Friday, July 6, 2018

INGMAR BERGMAN, CENTENÁRIO DO GÊNIO #1 (por Flávio Viegas Amoreira)



Gênio: com tanta prodigalidade esse termo usado e tão raramente adequado a nomear um artista como foi Ingmar Bergman. Um estilista, um mestre, alguém de quem esperávamos um novo filme como aguardamos hoje um novo Woody Allen ou Almodóvar.

Gênio é o exagero de talento para estruturar uma expressão artística ao limite: no cinema, arte suprema da modernidade poucos deram tanta grandeza aos seus meios quanto o diretor de “Persona” e “O Ovo da Serpente”.

Bergman foi um realizador que usava a técnica a serviço da reflexão profunda, - era um diretor que filosofava, um arqueólogo da alma humana, um pensador tal Kierkegaard com planos, tomadas e perspectivas dum Rembrandt.

Se tivesse que escolher um filme supremo para representar nossa existência e sua precariedade sem pestanejar escolheria “O Sétimo Selo”, verdadeiro documento filmográfico altura dum “Hamlet” ou antes de “A Divina Comédia”. Ando a reler Strindberg e pretendo nesse espaço em julho comentar seu impacto em minha geração, na nossa poesia, todos seus reflexos.

Uma obra que falasse tanto quanto Freud e toda psicanálise?

Em “Morangos Silvestres” inegavelmente temos outro monumento filosófico e psicanalítico sobre a passagem do tempo marcada em nosso espírito, reinventada pela memória.


É impossível fazer ou procurar entender cinema sem passar por um curso intensivo de Bergman.

Assistir suas fitas como guia prático e manual aplicado sobre a sétima arte. O primeiro Bergman a gente nunca esquece.

Onde e com quem, em que época iniciados nesse oficio de fé através dum saber misterioso e revelador?

“Fanny e Alexander”, uma catedral, “A fonte da donzela”, uma capela gótica. Bergman elaborou filmes como arquiteto dum universo refletido desse nosso planeta entre som, fúria e desaparecimento.

Cada um de nós artistas ou tão somente cinéfilos temos essa relação particularíssima com Bergman como assim preferência por determinado vinho ou paisagem sentimental de nossa memória.

Por impacto, afeição ou encantamento ninguém sai impunemente duma sessão de Bergman.

Nos comove pela imagem poderosa e os diálogos antológicos tanto quanto os romances de Herman Hesse na juventude ou os contos de Borges na maturidade.

O absurdo, a solidão intransponível, a dificuldade de comunicação entre gerações e no casamento, as contradições religiosas, o bloqueio da Incomunicabilidade e a condenação de nossa sozinhez.

Bergman é uma enciclopédia filmada de nossos descaminhos, nossos entusiasmos fugazes e abismos. Nesse centenário recordo da Cinemateca de Santos onde descobri seu mundo, de Miro Antunes que o retratava lindamente e do dia que liguei a Gilberto Mendes fissurado pelo diretor falando da sua partida. O maestro desligou aos prantos mal sabendo que a tarde do mesmo dia morria Antonioni. Eram nossos ídolos, nossos íntimos, com quem convivemos eternamente. Tomei de novo seu volume de memórias denominado “Lanterna Mágica” e quanto saber desprendido e destinação a arte ele expressa:  Bergman tinha sensibilidade quase patológica para a existência e essa argúcia que nos passa para esmiuçar o que aqui fazemos...

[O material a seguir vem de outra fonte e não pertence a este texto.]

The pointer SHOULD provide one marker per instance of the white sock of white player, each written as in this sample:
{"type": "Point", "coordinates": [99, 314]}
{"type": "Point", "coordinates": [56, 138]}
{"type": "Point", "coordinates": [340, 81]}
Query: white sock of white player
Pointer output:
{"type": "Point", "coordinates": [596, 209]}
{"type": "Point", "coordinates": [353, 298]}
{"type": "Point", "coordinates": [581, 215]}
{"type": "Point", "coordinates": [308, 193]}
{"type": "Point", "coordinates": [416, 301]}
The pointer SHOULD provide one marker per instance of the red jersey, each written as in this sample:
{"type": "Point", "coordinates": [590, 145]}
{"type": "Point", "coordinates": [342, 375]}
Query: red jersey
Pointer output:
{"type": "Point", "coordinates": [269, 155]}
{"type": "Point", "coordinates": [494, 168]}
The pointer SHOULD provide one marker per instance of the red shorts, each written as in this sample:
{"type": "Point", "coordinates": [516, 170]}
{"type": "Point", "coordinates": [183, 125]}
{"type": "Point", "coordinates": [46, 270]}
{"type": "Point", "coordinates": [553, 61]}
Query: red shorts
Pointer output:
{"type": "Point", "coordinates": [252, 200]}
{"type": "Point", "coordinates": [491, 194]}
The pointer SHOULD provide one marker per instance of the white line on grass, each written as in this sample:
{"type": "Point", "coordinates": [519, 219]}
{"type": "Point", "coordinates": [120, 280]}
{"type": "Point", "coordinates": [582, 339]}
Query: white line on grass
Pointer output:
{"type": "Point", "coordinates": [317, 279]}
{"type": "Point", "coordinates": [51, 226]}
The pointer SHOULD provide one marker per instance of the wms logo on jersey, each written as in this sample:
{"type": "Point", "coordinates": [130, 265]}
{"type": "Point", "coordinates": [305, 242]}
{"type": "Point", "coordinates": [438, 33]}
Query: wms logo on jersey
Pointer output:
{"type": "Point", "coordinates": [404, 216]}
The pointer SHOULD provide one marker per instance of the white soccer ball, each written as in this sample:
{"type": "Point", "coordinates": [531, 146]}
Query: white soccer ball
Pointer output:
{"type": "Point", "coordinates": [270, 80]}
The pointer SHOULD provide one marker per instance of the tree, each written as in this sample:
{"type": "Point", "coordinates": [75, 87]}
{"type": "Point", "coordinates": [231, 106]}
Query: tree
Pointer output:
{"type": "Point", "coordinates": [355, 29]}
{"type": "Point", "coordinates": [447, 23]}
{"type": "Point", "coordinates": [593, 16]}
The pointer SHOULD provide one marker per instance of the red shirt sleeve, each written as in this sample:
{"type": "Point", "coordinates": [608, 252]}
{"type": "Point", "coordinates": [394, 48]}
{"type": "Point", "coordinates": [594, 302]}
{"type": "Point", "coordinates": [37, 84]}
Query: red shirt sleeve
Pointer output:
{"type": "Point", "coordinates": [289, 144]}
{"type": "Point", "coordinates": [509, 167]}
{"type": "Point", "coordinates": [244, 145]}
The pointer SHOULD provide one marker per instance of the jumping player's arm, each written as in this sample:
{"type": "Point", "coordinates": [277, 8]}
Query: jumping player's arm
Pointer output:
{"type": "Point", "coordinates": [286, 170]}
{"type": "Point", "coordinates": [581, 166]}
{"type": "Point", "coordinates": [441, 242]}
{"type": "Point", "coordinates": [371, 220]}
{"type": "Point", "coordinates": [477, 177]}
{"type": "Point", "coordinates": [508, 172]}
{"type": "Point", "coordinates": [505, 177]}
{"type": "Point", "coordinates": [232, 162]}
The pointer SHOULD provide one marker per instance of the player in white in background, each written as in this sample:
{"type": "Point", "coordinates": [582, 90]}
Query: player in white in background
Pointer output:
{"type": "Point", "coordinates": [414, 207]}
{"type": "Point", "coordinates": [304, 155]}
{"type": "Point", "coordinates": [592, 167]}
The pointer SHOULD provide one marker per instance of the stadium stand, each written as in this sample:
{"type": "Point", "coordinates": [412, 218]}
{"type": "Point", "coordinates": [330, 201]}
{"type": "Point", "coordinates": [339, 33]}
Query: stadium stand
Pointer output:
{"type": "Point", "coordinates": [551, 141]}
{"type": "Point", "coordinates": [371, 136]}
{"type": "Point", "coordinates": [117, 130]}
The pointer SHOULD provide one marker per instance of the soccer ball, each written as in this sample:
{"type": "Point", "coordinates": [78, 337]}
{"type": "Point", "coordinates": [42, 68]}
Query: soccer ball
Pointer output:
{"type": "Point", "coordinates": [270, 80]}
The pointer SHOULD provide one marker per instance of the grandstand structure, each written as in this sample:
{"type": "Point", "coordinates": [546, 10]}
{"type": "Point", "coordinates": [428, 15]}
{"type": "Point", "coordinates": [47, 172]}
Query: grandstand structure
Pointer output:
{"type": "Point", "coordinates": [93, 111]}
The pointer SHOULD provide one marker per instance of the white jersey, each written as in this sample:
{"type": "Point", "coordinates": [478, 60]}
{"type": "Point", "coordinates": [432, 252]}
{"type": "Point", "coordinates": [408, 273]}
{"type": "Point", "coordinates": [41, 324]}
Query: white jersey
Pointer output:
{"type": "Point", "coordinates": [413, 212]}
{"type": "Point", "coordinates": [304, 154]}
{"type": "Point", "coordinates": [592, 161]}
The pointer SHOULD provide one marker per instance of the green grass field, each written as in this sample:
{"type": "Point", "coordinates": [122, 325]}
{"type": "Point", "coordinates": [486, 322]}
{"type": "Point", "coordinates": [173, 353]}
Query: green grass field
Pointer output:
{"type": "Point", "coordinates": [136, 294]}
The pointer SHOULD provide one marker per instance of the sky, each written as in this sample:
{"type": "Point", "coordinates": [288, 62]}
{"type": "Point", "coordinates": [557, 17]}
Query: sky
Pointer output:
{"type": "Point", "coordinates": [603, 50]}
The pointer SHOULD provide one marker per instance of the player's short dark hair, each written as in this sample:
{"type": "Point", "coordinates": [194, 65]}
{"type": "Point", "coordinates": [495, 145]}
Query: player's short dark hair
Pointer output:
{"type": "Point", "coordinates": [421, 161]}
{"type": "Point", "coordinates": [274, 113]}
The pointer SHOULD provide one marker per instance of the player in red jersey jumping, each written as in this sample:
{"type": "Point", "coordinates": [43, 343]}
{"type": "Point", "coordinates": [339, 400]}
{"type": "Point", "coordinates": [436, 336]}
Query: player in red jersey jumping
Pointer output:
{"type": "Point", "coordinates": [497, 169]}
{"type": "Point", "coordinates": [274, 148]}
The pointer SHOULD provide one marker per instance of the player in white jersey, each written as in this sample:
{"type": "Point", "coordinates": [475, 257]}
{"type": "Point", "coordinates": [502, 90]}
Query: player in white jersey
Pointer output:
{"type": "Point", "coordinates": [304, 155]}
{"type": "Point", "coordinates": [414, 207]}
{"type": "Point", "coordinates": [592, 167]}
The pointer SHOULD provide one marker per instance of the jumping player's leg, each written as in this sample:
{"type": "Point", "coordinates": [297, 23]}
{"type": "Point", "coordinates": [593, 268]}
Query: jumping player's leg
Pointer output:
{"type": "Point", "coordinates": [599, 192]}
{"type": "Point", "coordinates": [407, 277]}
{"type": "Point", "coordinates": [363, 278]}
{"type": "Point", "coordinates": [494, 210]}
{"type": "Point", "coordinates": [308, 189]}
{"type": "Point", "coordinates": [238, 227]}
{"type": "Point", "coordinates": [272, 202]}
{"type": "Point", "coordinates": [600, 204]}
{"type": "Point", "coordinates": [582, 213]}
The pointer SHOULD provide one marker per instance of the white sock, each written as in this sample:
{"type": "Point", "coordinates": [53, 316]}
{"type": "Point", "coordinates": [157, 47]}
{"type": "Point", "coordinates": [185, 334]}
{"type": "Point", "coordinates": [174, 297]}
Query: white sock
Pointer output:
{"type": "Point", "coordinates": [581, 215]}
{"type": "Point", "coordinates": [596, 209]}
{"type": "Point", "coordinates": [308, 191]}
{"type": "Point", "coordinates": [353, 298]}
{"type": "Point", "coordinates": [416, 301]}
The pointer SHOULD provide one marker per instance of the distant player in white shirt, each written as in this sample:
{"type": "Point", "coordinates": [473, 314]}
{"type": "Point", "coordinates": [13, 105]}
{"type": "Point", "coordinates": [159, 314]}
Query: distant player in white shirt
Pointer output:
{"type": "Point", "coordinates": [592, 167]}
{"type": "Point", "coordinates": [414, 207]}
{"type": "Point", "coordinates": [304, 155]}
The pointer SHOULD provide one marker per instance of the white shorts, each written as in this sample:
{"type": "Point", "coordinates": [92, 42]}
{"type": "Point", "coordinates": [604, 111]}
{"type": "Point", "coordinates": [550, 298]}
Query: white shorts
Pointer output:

Poeta, contista e crítico literário,
Flávio Viegas Amoreira é das mais inventivas
vozes da Nova Literatura Brasileira
surgidas na virada do século: a ‘’Geração 00’’.
Utiliza forte experimentação formal
e inovação de conteúdos, alternando
gêneros diversos em sintaxe fragmentada.
Vem sendo estudado como uma das vozes
da pós-modernidade literária brasileira
em universidades americanas e européias.
Participante de movimentos culturais
e de fomento à leitura, é autor de livros como
Maralto (2002), A Biblioteca Submergida (2003),
Contogramas (2004) e Escorbuto, Cantos da Costa (2005).